Men like Marmaduke Constable and Gervase Clifton owed their livelihoods to Richard, who could be confident of their loyalty; yet while Richard sought to refashion the gentry of the southern counties in his own image through his steadfast supporters, still the traditional power structures mattered, and could hardly be ignored. It was less easy to win the support of the nobility, none of whom owed anything to the king. Nevertheless, Richard was confident that, with enough royal patronage their support could be bought. The king was aided by the fact that the depletion of their ranks through the executions and deaths in battle during the civil wars meant that the size of the nobility had shrunk dramatically: twenty-six peers attended the Parliament in 1484, compared to fifty-one in Edward IV’s first Parliament in 1461. With a reduced peerage, Richard was able to focus his attention of rewarding those whose support he was confident of securing.
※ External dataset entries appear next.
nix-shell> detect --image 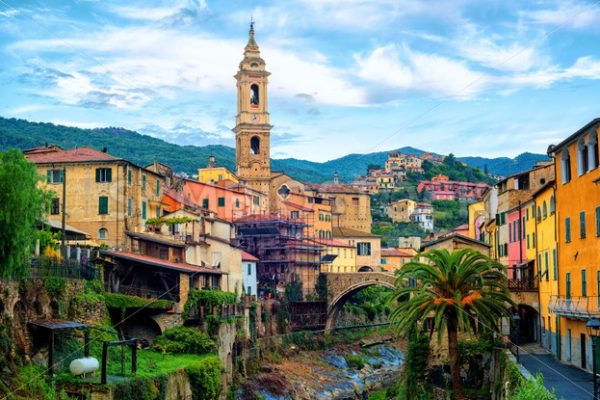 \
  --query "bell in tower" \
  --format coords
[233,22,271,203]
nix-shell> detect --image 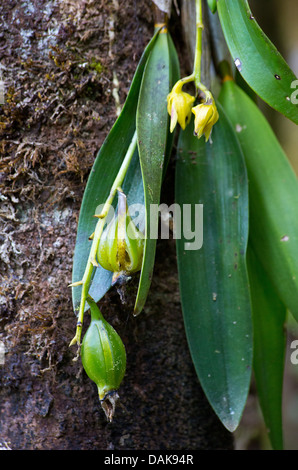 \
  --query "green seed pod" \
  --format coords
[97,191,144,280]
[81,297,126,421]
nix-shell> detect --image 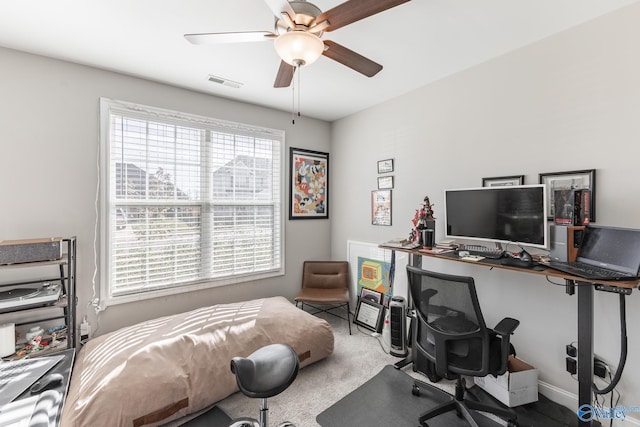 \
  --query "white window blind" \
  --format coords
[101,99,284,304]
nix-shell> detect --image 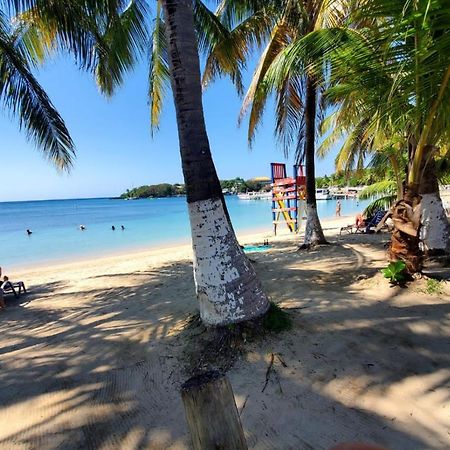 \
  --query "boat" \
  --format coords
[316,189,331,200]
[238,192,272,200]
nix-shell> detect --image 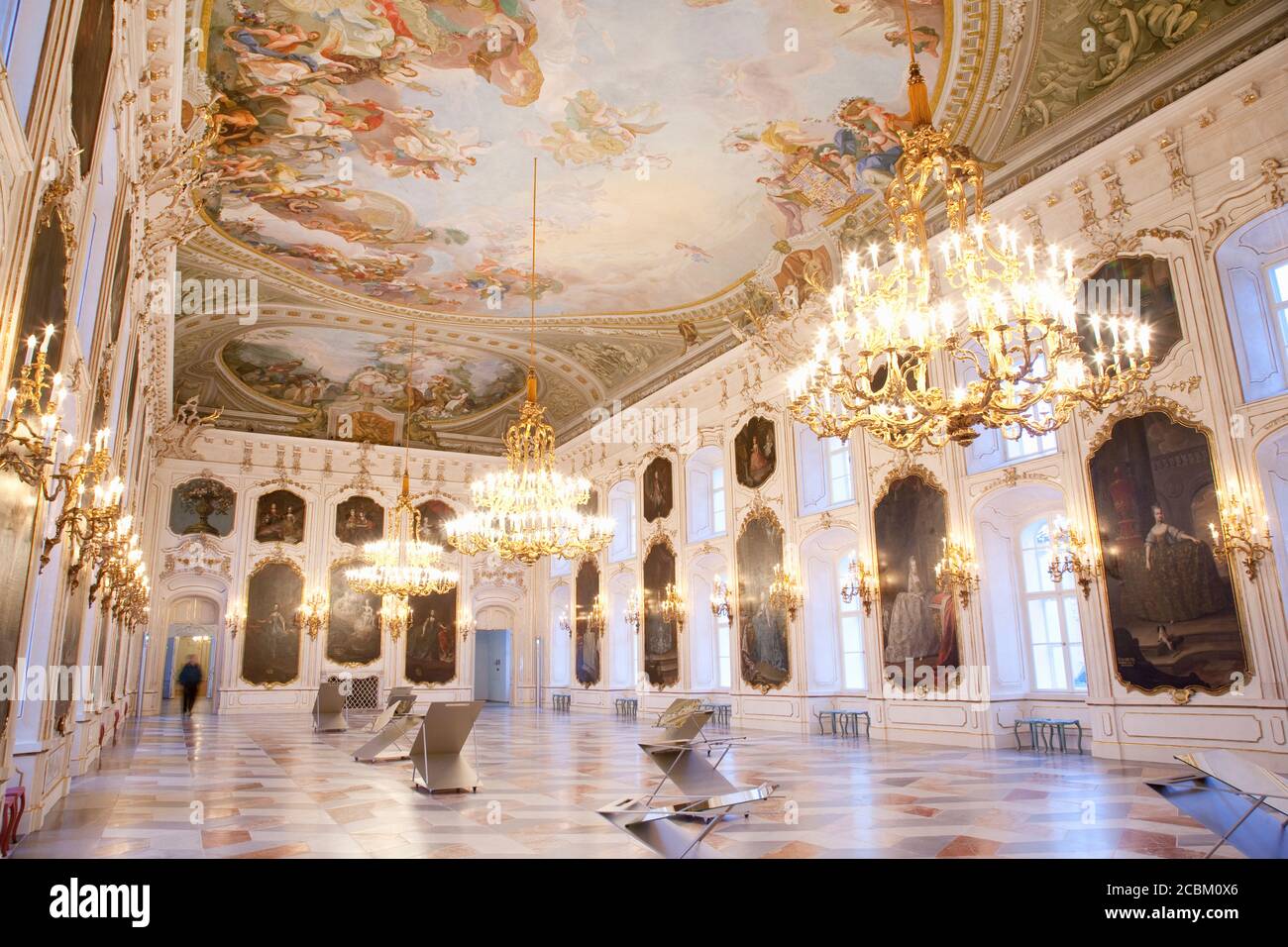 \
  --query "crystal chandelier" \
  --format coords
[344,327,460,602]
[447,158,613,566]
[90,515,152,631]
[789,0,1151,450]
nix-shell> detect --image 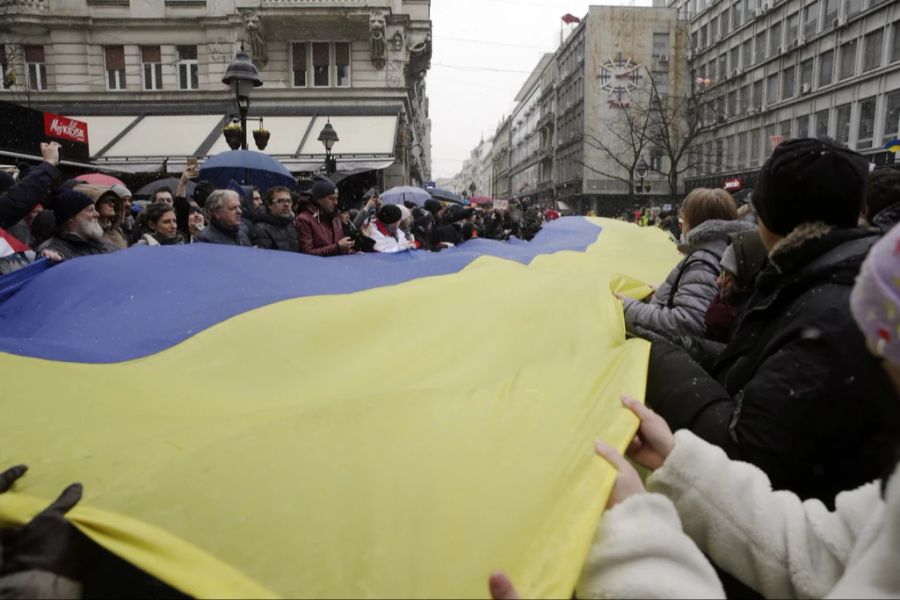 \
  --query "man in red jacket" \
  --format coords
[294,178,354,256]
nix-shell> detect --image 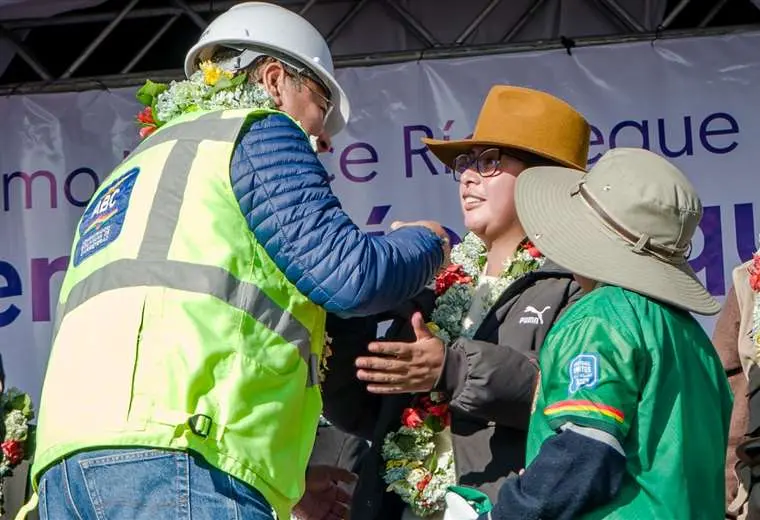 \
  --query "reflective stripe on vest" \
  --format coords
[53,112,319,387]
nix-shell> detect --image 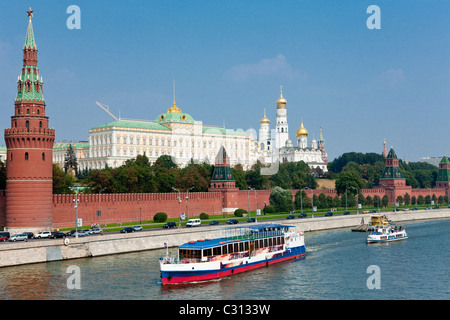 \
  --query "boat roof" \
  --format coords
[178,223,294,250]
Again the pattern of patronage was a familiar one, as Richard sought to bestow both office and annuities, essentially yearly salaries paid for by the crown, on the nobility he believed could be bought. John de la Pole, the Earl of Lincoln, the son of the Duke of Suffolk and Richard’s sister, was granted lands worth £333 2s 5d in addition to receiving an annuity of £176 13s 4d. Lincoln was further rewarded with the office of King’s Lieutenant in Ireland in October 1484 and made president of the newly established Council of the North. Other members of the nobility who were close supporters of Richard included Francis, Viscount Lovell, the chamberlain of the royal household, who was rewarded with the offices of chief butler and Constable of England, and given grants of lands from Buckingham’s forfeited estates in Oxfordshire, Berkshire
and the Thames Valley worth £400 a year, though it seems that Lovell, given his close proximity to the king, chose to spend most of his time at court. William Devereux, Lord Ferrers, was rewarded with an annuity and lands in Hertfordshire worth £146 a year. John, Lord Audley, was appointed a royal councillor with an annuity of £100, as was John, Lord Dudley, who was further rewarded with lands worth a similar amount for his services in putting down Buckingham’s rebellion. Henry, Lord Grey of Codnor was granted lands in Norfolk, Suffolk and Rutland worth £266 13s 4d, while John, Lord Dinham, received lands worth £133 6s 8d for his loyalty during the rebellion. Richard did not worry about the mounting costs upon the crown’s finances: most importantly, the king hoped he had purchased loyalty and devotion.